This week at Woodland we reach the crisis-point of the Book of Jonah. And, we ask with Jonah: How can Gods mercy on sinners operate without compromising God’s justice?
Miraculous as the repentance of Nineveh’s king and people was, that wasn’t the high point of the book. We come to the high point in 4.1-4 where, just like earlier in the fish, Jonah will meet with God. Earlier, in the fish, Jonah was motivated to pray in response to God’s mercy on him—with the result that Jonah was finally ready to go to Nineveh to help God judge Israel’s enemies. In the parallel episode of 4.1-4, now outside the spared city of Nineveh, Jonah prays again, this time in response to God’s mercy on somebody else.
Jonah’s prayer finally reveals the reason Jonah has been running all along. There’s something in God’s character Jonah finds unacceptable: … for I knew that you are a gracious God and merciful, slow to anger and abounding in steadfast love, and relenting from disaster (:2b).

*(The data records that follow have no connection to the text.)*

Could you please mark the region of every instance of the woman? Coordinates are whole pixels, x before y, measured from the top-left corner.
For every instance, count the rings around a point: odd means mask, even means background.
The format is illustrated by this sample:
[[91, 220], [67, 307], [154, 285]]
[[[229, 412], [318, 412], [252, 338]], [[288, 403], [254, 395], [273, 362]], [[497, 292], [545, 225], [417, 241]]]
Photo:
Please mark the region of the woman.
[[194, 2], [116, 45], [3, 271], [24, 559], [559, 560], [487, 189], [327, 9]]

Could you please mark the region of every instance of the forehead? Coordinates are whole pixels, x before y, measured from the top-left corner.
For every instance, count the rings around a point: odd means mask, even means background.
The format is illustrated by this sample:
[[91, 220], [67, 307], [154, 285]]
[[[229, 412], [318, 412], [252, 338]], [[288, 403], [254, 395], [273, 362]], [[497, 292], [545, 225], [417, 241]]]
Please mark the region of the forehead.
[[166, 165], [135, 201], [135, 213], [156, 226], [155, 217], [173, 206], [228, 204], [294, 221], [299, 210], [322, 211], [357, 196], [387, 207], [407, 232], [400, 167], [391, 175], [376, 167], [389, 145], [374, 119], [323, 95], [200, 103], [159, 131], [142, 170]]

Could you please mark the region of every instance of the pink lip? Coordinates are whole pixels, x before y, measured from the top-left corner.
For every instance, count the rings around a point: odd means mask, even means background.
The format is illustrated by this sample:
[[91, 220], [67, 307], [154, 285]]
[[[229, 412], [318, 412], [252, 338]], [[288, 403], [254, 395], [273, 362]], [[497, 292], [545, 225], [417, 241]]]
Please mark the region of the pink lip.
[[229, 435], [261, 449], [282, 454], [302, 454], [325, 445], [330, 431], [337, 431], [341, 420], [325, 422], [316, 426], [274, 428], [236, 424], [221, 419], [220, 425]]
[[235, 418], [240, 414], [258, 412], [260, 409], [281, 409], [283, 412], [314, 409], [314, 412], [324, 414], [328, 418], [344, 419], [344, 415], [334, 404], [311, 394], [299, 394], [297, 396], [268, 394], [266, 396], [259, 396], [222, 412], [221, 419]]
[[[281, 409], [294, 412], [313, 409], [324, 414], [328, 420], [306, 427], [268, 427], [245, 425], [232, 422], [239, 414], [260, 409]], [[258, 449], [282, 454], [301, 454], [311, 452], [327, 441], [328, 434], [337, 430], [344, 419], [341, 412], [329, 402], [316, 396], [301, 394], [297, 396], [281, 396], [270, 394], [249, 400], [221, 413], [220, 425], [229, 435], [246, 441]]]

The reader now learns something that God knew all along. Apparently, Jonah has had long discourse with God, and God knows Jonah’s heart. Also known to every Jewish reader of Jonah is that Jonah’s description of God is very nearly a word-for-word description of God coming from the LORD Himself in Exodus 34.6-7. That scene follows the Golden Calf incident where Moses has interceded for Israel: Turn from your burning anger and relent from this disaster against your people, Moses has prayed to God (Exodus 32).
After God relented, Moses interceded for the people and prays once more, revealing his reason for confidence before God: Consider too that this nation is your people … For how shall it be known that I have found favor in your sight, I and your people? Is it not in your going with us, so that we are distinct, I and your people, from every other people on the face of the earth (Exodus 33).
Jonah knows this scene. He understands this scene to mean that Yahweh is on his side, and this becomes the basis of his claim to righteousness against his enemies.
Then, Yahweh does something unthinkable: He pardons Israel’s enemies at Nineveh!
This confirms what Jonah has suspected all along: YAHWEH IS ON NOBODY’S SIDE! I will be gracious to whom I will be gracious, and will show mercy on whom I will show mercy (Exodus 33).
Jonah has learned that God is not a domestic, regional deity. And, it’s enough to blow his world! In fact, Jonah wants to die, because he can’t see how God’s mercy doesn’t compromise God’s justice, and challenge who he perceives himself to be as one chosen by God.
God deals tenderly with Jonah, proving that He is compassionate and long-suffering. And the LORD said, “Do you do well to be angry?”
Sometimes we’re like-wise angry with God’s mercy. Like Jonah (or, maybe, like a jealous two-year-old who doesn’t want to share her mommy with other children), we want to keep our small god, who will vindicate us by judging those who oppose us.
Jonah couldn’t see how God’s mercy doesn’t compromise God’s justice, but we can see this. Where do we see this? How about the cross of Christ where God’s justice fell on Christ, and where all those who take refuge in Christ find mercy?
The cross of Christ is what Jonah couldn’t see, because of his place in God’s redemptive plan, but also because he didn’t want to see it by faith.
My response to God’s merciful plan MUST include reflection on the cross of Christ where both justice and mercy are displayed.
Think about a few questions to apply this passage from Jonah:
Where do you most struggle with God’s mercy on other people? Has there been a time when you’ve seen God bless someone you didn’t consider deserving?
How did the incidents you described above challenge your identity as one who belongs to God?
How does the cross of Christ help you understand how God’s justice and mercy work together?
What do you think of the idea that GOD ISN’T ON ANYBODY’S SIDE. He’s on His own side, and He “shows mercy on whom He shows mercy” (Exodus 34.7; Jonah 4.3).
How does reflection on the cross of Christ help you show mercy to others?